The International Federation of Resistance Fighters (FIR) – Association of Antifascists reminds on 27 January not only of the anniversary of the liberation of the extermination camp Auschwitz in 1945, but in this year also of the 75th anniversary of the liberation of the city of Leningrad with the break-through of the blockade by the Soviet army on 27 January 1944.

The 900 days of the blockade by German, Finnish and Spanish troops have brought endless suffering, death and destruction to the city and its inhabitants. The aim of the blockade was to systematically starve the Leningrad population. On September 8, 1941, all supply routes for the megacity were cut off, leaving only the way across Lake Ladoga. In fact, more than one million people died of starving and malnutrition during the siege until January 27, 1944. History speaks – also for this reason – of a “extermination war” during the fascist war against the Soviet Union.
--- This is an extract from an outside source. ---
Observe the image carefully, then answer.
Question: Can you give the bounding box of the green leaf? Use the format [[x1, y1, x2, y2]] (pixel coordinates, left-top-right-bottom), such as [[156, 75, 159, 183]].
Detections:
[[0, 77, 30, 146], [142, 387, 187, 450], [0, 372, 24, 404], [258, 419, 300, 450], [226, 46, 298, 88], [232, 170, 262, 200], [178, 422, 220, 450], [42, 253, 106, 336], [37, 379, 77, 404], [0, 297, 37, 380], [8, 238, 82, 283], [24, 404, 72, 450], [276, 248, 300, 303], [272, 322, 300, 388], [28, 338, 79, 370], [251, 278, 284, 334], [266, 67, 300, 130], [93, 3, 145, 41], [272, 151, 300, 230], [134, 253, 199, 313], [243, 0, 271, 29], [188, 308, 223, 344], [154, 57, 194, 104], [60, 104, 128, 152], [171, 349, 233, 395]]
Nevertheless, the people in Leningrad fought heroically for almost three years and thus not only resisted the fascist beast, but also set a visible sign for the whole world that the “invincible” Wehrmacht is reaching its limits. The heroic deeds of the inhabitants and the Soviet army, which in the winter organized the supply of the people via the frozen Baltic Sea and was able to blow up the Blockade Ring in January 1944, are unforgotten. After the war, the city and its inhabitants were rightly awarded the honorary title of “Hero City”. The city still bears this title today, even though it is now called St. Petersburg.

The international anti-fascist movement commemorates the more than one million victims of the blockade and pays tribute to the heroes who gave their lives for the liberation from fascism.